<<"The two enemies of the people are criminals and government, so let us
tie the second down with the chains of the Constitution so the second
will not become the legalized version of the first." >>
I certainly don't think that that was the intention of the Founding Fathers, despite the false attribution of those words to Thomas Jefferson. I am afraid you have been hoaxed, as were many others, by the false quotation. Here's what Jefferson DID say:
http://www.barrypopik.com/index.php/new_york_city/entry/the_two_enemies_of_the_people_are_criminals_and_government/<<Thomas Jefferson (1743-1826) did write, in the Kentucky Resolutions of 1798, the following: “...in questions of power then, then, let no more be heard of confidence in man, but bind him down from mischief by the chains of the constitution.”
<<Jefferson did not write the following quotation that is frequently credited to him: “The two enemies of the people are criminals and government, so let us tie the second down with the chains of the Constitution so the second will not become the legalized version of the first.”

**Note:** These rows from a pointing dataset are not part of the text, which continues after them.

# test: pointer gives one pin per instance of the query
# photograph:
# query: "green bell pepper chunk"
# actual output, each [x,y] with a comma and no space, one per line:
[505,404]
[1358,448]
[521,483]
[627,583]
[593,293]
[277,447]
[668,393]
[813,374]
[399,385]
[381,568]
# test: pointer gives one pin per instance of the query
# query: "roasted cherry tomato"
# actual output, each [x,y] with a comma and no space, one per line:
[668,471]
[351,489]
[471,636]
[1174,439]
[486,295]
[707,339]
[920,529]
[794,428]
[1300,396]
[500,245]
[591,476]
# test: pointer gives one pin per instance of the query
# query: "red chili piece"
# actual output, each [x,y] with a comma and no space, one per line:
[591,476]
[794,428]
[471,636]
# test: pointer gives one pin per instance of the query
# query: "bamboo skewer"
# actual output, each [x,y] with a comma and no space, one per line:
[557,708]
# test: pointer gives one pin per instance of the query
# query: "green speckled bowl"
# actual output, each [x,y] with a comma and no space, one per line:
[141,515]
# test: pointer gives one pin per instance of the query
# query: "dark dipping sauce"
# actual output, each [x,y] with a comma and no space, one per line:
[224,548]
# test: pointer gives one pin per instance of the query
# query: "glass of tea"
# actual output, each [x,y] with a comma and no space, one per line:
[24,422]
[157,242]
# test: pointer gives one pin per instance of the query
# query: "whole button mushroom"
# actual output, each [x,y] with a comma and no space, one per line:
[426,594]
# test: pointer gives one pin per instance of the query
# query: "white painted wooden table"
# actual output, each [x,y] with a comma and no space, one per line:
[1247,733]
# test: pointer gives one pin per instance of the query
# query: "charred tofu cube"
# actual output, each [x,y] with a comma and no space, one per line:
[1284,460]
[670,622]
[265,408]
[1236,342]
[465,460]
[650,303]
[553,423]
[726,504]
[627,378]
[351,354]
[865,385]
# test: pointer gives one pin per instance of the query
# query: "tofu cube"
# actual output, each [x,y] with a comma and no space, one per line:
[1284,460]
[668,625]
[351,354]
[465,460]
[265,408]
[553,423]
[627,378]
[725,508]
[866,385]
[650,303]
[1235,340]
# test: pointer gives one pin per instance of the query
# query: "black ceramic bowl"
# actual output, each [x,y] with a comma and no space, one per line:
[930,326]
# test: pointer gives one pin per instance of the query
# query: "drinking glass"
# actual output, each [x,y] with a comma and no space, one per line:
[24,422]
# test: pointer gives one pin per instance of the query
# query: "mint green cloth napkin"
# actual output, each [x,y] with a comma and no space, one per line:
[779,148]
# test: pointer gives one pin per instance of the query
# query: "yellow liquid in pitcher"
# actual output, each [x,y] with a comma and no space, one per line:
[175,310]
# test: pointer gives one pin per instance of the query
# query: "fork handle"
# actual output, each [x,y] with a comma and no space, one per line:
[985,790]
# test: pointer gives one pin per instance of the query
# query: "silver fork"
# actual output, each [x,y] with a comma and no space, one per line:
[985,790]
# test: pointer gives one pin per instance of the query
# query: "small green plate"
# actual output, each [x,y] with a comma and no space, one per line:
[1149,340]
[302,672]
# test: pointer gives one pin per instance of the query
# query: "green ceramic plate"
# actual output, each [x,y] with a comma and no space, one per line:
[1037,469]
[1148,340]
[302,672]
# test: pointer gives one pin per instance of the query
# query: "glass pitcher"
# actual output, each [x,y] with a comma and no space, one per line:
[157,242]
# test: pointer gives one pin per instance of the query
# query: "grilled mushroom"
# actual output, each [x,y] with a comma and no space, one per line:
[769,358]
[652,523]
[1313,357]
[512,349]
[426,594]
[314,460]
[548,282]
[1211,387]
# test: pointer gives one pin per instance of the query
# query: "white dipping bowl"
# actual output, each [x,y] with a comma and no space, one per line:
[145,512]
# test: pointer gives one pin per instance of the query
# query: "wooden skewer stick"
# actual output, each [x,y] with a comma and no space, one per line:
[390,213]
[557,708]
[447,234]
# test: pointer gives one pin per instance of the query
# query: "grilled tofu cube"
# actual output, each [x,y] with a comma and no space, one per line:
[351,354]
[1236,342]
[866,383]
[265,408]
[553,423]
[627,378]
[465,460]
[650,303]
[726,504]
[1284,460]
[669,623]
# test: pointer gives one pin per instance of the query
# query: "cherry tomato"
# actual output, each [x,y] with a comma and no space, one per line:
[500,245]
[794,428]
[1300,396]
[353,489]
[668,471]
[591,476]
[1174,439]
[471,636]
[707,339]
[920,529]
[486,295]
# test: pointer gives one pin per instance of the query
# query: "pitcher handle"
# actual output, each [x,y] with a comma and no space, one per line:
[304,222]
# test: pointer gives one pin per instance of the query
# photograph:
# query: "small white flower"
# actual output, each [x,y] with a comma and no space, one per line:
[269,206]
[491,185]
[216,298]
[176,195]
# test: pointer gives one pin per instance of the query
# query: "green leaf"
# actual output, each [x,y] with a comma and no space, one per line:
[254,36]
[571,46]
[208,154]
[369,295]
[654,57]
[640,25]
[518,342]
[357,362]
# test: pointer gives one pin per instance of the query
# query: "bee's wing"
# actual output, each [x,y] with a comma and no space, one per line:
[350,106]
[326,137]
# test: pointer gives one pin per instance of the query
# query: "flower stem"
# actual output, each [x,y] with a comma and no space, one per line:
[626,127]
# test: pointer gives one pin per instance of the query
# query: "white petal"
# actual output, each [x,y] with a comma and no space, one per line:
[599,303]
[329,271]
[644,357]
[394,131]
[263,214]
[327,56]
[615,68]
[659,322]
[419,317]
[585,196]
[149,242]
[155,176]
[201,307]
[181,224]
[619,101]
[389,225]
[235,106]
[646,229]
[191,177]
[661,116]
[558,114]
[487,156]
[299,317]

<<The Jefferson misquotation appears in April 2000 in an essay, “Rule by Brute Force,” by Steve Kubby of the American Medical Marijuana Association.>>
A more detailed exposition of the hoax is contained in the article to which I linked, above.
In answer to your question, no, of course I do not agree with that. It was certainly not the intention of the Founding Fathers, whose primary experience was the so-called "tyranny" of King George. They had "had it" with monarchical government and what they perceived to be arbitrary and irresponsible one-man rule and their No. 1 concern was to make the people, rather than a monarch, sovereign. Jefferson, the third President of the U.S.A., would have had to be the supreme hypocrite to have denounced government itself as an enemy of the people. That is totally absurd. Although that false quote is apparently much in vogue with the right wing, it is basically saying that Jefferson was an anarchist. Total rubbish.